Live Migration in LXD
Migration has two pieces, a "source", that is, the host that already has the
instance, and a "sink", the host that's getting the instance. Currently,
pull mode, the source sets up an operation, and the sink connects
to the source and pulls the instance.
There are three websockets (channels) used in migration:
- the control stream
- the criu images stream
- the filesystem stream
When a migration is initiated, information about the instance, its configuration, etc. are sent over the control channel (a full description of this process is below), the criu images and instance filesystem are synced over their respective channels, and the result of the restore operation is sent from the sink to the source over the control channel.
In particular, the protocol that is spoken over the criu channel and filesystem channel can vary, depending on what is negotiated over the control socket. For example, both the source and the sink's LXD directory is on btrfs, the filesystem socket can speak btrfs-send/receive. Additionally, although we do a "stop the world" type migration right now, support for criu's p.haul protocol will happen over the criu socket at some later time.
Once all three websockets are connected between the two endpoints, the
source sends a MigrationHeader (protobuf description found in
/lxd/migration/migrate.proto). This header contains the instance
configuration which will be added to the new instance.
There are also two fields indicating the filesystem and criu protocol to speak.

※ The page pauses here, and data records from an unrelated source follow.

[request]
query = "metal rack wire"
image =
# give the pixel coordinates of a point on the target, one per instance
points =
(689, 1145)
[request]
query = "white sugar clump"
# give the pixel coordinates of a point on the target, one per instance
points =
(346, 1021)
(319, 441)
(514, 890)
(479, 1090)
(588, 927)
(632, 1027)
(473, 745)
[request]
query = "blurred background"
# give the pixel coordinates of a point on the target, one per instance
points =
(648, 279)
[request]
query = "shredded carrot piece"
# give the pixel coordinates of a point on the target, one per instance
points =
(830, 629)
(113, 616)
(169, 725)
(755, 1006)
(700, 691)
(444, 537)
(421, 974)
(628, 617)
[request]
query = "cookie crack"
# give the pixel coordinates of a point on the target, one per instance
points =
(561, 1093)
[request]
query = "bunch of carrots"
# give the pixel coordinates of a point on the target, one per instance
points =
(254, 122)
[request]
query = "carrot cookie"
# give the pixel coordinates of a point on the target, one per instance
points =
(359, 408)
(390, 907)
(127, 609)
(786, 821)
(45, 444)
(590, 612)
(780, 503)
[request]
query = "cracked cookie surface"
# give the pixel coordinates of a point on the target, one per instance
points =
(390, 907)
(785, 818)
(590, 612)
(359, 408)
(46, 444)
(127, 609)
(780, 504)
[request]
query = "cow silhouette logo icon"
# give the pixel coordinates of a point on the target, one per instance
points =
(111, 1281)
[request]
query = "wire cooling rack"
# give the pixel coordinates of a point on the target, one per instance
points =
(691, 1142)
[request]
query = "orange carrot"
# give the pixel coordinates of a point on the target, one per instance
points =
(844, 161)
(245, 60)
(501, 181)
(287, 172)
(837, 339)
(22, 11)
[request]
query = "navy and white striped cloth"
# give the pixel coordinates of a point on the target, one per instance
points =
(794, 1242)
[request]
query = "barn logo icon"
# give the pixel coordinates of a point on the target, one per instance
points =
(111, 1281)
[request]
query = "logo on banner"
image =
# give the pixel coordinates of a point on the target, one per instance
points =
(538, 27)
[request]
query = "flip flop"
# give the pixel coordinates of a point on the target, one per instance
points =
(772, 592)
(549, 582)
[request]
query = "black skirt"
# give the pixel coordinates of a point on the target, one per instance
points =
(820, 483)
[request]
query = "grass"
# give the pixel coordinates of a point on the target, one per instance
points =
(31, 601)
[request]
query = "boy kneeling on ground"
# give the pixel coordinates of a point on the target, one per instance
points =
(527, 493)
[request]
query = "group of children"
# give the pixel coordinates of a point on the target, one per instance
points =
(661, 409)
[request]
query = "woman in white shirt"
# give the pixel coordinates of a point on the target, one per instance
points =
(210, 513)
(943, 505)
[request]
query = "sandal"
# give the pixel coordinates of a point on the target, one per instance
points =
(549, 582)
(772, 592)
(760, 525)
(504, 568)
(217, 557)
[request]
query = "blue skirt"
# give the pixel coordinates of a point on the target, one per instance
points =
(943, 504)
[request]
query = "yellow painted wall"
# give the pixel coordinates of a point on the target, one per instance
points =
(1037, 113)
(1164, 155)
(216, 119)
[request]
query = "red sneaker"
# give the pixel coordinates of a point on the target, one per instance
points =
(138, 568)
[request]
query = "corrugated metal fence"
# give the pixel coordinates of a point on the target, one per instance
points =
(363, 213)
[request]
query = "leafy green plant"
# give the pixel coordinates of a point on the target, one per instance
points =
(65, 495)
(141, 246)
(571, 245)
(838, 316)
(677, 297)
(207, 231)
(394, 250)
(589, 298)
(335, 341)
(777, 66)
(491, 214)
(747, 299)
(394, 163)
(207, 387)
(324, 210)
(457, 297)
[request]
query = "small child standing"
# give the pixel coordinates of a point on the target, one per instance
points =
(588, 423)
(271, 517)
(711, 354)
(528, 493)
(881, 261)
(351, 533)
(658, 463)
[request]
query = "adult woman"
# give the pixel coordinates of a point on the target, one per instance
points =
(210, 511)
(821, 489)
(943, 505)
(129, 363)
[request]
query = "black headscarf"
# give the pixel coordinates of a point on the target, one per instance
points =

For example, if a server is hosted on a btrfs filesystem, it can indicate that it
wants to do a
btrfs send instead of a simple rsync (similarly, it could
indicate that it wants to speak the p.haul protocol, instead of just rsyncing
the images over slowly).
The sink then examines this message and responds with whatever it supports. Continuing our example, if the sink is not on a btrfs filesystem, it responds with the lowest common denominator (rsync, in this case), and the source is to send the root filesystem using rsync. Similarly with the criu connection; if the sink doesn't have support for the p.haul protocol (or whatever), we fall back to rsync.